Origine et caractère
C’est une institution sévillane. L’Andalousie est la salle des machines du commerce mondial de l’olive de table, et la Gordal en est la pièce maîtresse — l’olive qui rend un plat de tapas généreux avant même qu’on y ait goûté. Sa taille est tout l’intérêt, et sa douceur est voulue : c’est un fruit à manger à pleines mains avec un verre, non à défier le palais. Pour les autres olives de table andalouses, voir les olives espagnoles.
À table
La Gordal est faite pour l’apéritif. Servez-la entière et froide avec un fino ou un vermouth, où sa taille et son vert vif font la moitié du travail. Elle se prête à merveille à une marinade rapide — bonne huile, ail, citron, un peu de thym ou de fenouil — et sa chair abondante supporte les farces relevées. Comme la qualité gustative tient au croquant ferme, achetez-la entière et vérifiez qu’elle n’est ni molle ni fripée. Pour la seule présence sur la table, peu d’olives valent une bonne Gordal.

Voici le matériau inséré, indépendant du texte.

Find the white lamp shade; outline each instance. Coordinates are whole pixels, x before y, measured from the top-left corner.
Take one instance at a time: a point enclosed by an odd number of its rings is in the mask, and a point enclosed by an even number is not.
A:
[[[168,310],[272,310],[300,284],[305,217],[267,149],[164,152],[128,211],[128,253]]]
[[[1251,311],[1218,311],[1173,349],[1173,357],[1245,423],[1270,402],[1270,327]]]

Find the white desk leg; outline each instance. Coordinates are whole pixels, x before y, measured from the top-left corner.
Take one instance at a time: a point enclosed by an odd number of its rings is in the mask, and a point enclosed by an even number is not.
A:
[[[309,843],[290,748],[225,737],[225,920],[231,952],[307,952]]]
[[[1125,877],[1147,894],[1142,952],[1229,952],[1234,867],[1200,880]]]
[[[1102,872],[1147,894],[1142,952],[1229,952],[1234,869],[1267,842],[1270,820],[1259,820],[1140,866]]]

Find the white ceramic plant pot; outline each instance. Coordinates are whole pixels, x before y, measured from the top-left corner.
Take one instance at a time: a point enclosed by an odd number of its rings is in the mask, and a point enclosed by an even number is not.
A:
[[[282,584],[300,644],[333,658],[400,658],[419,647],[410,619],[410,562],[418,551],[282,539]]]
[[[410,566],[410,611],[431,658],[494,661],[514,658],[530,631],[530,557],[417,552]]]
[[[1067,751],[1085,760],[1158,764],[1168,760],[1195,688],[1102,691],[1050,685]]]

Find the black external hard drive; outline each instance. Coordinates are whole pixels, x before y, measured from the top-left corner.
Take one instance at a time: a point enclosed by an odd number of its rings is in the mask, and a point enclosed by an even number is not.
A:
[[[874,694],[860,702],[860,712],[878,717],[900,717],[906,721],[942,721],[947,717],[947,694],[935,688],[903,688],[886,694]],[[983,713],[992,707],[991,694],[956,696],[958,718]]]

Ce que la taille dissimule
Voici la part brute. La taille fait vendre, et c’est précisément le risque. Une olive géante impressionne à l’œil ; une Gordal médiocre peut donc miser sur ses dimensions alors que la chair, dessous, a tourné molle, salée ou meurtrie. Gros n’est pas synonyme de bon. Jugez une Gordal à sa texture, pas à la façon dont elle remplit la paume — une excellente est ferme et croquante sous la dent, une mauvaise n’est qu’une grande déception.
| Origine | Séville, Andalousie, Espagne |
|---|---|
| Autres noms | Olive Queen, Sevillano |
| Type | Olive de table |
| Préparation | Verte, en saumure à l’espagnole |
| Récolte | Septembre–octobre (verte) |
| Saveur | Douce, fraîche, croquante ; chair grande et charnue |
| Meilleur usage | Entière, à l’apéritif ; marinée ou farcie |
Acheter et utiliser la Gordal
- Jugez à la texture, pas à la taille — écartez celles qui semblent molles ou fripées.
- Une courte marinade à l’huile, ail et citron transforme un simple bocal en pièce maîtresse.
- Servez-la froide et entière ; sa chair généreuse est l’intérêt, ne la cachez pas en tranches.
- Sa chair ample accueille les farces relevées — anchois, poivron, fromage bleu.
Olive Gordal : questions fréquentes
La Gordal est-elle une olive à huile ou de table ?
Uniquement de table. On la cultive pour se manger entière, prisée pour sa taille et son croquant, et on ne la presse jamais pour l’huile.
D’où vient la Gordal ?
D’Andalousie, dans le sud de l’Espagne, surtout autour de Séville — cœur du commerce mondial de l’olive de table.
Pourquoi l’appelle-t-on olive « Queen » ?
« Queen » est le nom d’exportation lié à sa taille — Gordal veut dire « la grosse » en espagnol, et c’est l’une des plus grandes olives de table cultivées.
Quel goût a une Gordal ?
Douce, fraîche et légèrement fruitée, avec une texture ferme et croquante et une chair grande et charnue — bien moins amère que bien des olives vertes.
Comment servir les olives Gordal ?
Entières et froides à l’apéritif, idéalement avec une courte marinade d’huile, d’ail et de citron, ou farcies — jamais en tranches, la chair généreuse faisant tout l’attrait.
La Gordal doit sa place à sa taille et à son croquant : la texture est donc tout — écartez celles qui semblent molles ou fripées. Une grosse olive impressionne à l’œil, et c’est justement pour cela qu’une mauvaise peut se cacher derrière ses dimensions ; jugez la bouchée, pas le poids. Une courte marinade à l’huile, ail et citron transforme un simple bocal en pièce maîtresse. Servez-la froide et entière ; sa chair généreuse est tout l’intérêt, ne l’enterrez pas en tranches.
D’après la tradition andalouse de l’olive de table et les registres de la variété Sevillano.